Mr Humphrys revealed this information during his open and frank revelations before a full house in the Ceres Hall of the Corn Exchange on Saturday night, one of the most prestigious events in this year’s Devizes Festival programme.
Mr Humphrys, looking slimmer and slighter than he does on TV, was in relaxed mood as he admitted to a string of bloomers, mostly early in his career, and revealing insights into the behaviour of the great and the not so good.
But it was in reply to a question from the floor of the hall that provided the most interesting information of the evening. Asked who is left for him to interview, he admitted to an ambition to interview the Queen.
To his astonishment, he had been invited to an intimate private lunch at Buckingham Palace, where he was surprised to see Her Majesty take out her powder puff and repair her make-up at table, something his mother would have frowned on.
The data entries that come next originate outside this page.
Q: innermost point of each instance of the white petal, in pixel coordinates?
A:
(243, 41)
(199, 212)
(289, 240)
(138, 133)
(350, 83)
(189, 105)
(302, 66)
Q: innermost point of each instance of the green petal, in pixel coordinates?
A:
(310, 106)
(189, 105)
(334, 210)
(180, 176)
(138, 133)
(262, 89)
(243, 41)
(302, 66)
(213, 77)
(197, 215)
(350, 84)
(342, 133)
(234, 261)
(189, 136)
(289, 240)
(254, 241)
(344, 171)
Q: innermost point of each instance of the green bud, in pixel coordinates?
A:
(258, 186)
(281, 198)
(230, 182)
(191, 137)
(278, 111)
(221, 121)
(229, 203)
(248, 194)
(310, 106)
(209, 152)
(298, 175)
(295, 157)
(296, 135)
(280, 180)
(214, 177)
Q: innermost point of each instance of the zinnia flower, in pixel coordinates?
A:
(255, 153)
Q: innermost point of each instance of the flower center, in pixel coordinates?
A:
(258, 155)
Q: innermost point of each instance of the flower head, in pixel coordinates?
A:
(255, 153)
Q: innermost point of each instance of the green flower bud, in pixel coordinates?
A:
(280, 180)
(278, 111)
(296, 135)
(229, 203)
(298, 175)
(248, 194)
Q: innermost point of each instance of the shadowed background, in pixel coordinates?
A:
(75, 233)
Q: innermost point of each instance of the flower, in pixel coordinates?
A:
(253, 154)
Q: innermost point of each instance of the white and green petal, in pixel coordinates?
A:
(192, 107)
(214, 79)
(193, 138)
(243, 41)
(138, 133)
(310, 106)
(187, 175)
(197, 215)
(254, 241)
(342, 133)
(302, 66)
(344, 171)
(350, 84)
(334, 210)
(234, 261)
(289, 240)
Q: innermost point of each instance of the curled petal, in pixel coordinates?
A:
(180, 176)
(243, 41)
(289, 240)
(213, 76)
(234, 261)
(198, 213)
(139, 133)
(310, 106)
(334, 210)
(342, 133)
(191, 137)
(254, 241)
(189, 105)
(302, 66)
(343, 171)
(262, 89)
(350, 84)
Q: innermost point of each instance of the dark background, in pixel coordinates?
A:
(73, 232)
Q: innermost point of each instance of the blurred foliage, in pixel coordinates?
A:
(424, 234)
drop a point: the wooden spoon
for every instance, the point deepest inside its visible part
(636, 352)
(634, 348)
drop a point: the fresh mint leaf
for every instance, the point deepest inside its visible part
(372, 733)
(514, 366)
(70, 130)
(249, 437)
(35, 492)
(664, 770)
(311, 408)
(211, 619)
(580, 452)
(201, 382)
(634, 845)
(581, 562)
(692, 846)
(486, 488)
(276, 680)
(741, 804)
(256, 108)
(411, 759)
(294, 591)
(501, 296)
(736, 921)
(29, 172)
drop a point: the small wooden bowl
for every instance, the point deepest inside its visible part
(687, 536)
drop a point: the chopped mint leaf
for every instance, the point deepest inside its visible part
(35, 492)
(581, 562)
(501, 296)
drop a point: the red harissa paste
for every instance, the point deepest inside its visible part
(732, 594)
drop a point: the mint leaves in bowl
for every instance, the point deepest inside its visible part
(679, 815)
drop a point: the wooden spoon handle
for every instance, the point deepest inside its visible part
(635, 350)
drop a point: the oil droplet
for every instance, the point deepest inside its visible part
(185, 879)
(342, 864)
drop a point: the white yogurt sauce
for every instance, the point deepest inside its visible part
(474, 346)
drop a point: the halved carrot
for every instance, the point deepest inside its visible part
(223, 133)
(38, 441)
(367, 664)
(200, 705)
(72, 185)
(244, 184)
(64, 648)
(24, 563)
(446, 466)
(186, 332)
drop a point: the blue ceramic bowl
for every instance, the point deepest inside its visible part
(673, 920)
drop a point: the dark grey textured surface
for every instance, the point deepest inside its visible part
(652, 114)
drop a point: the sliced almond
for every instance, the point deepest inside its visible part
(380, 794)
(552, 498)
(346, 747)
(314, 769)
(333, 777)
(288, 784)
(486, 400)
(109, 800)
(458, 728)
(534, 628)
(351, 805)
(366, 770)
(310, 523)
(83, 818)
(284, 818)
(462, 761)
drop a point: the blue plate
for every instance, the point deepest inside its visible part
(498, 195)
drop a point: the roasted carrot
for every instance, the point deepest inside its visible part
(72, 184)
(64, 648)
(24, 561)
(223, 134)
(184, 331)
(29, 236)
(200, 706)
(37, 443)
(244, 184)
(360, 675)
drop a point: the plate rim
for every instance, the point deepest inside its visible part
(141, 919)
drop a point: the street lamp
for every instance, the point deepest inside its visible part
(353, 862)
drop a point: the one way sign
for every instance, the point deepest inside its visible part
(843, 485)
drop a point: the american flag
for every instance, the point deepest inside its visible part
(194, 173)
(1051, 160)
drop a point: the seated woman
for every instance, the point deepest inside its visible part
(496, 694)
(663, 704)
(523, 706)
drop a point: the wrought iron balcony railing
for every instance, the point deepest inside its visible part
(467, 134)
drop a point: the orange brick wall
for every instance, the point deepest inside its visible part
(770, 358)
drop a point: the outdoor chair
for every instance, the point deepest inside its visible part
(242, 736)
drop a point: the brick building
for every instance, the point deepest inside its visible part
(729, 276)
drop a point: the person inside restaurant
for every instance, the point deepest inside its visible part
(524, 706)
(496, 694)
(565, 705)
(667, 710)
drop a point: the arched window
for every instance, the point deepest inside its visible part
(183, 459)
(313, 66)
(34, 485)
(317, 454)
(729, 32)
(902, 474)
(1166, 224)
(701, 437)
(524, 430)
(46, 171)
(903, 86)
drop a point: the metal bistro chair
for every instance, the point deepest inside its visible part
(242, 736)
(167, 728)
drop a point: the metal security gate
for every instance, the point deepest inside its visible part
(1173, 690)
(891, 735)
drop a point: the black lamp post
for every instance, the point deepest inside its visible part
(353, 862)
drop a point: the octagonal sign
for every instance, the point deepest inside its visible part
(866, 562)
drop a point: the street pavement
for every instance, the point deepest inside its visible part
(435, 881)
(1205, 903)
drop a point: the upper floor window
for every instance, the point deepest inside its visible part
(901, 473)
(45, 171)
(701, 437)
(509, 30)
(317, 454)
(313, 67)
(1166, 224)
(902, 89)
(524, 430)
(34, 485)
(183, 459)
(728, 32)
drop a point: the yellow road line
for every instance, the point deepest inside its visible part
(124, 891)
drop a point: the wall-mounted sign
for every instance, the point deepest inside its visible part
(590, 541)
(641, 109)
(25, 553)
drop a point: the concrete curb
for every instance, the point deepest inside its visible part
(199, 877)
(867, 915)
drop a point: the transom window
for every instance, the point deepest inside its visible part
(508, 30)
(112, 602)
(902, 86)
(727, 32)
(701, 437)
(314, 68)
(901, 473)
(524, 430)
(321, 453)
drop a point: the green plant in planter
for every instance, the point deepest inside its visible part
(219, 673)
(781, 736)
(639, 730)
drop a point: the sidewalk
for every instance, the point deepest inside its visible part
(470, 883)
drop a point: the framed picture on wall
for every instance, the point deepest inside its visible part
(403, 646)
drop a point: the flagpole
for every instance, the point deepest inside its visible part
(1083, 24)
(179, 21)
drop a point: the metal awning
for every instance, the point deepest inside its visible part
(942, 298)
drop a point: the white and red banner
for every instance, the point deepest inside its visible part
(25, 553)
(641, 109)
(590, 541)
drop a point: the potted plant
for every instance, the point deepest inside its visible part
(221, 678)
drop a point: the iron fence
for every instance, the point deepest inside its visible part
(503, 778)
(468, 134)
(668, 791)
After the meal, he took the opportunity to bring up the subject of an interview. He was met with a firm royal “no”. Pushing his luck, he tried again. The Queen replied: “If one were ever to do an interview it would certainly not be with you, Mr Humphrys.”
His career began in his native Wales with a job as a cub reporter on a local newspaper in Penarth. He moved to ever more prestigious papers until he was offered a job on the Sunday Times.
At exactly the same time a job came up on the infant Television West and Wales, the forerunner of HTV, and he took it. Among his first assignments was the Aberfan disaster of 1966 when a coal tip inundated a primary school with the loss of 116 children and 28 adults, the worst incident, he said, he covered in his career.
He worked all over the world as a foreign correspondent before landing a job as a newsreader on BBC’s Nine O’Clock News, a period he described as six wasted years.
So it was with joy and alacrity that he accepted the offer of presenting the BBC’s award-winning Today programme on Radio 4, despite the 3.30am rises.
He has interviewed every major politician in Britain and many other parts of the world during his time on the programme, but the prospect of interviewing Margaret Thatcher had him shaking in his shoes.
Knowing of her religious convictions, he thought he would trap her and asked her what the basis of Christianity was - hoping for a response about love and charity. Without hesitation Mrs T shot back “choice”, rendering Mr H speechless.
Mr Humphrys donated his fee for his appearance to his Kitchen Table Charities Trust, which supports poor communities in Africa. He also signed copies of his books during the interval, the proceeds of the sales also going to the trust.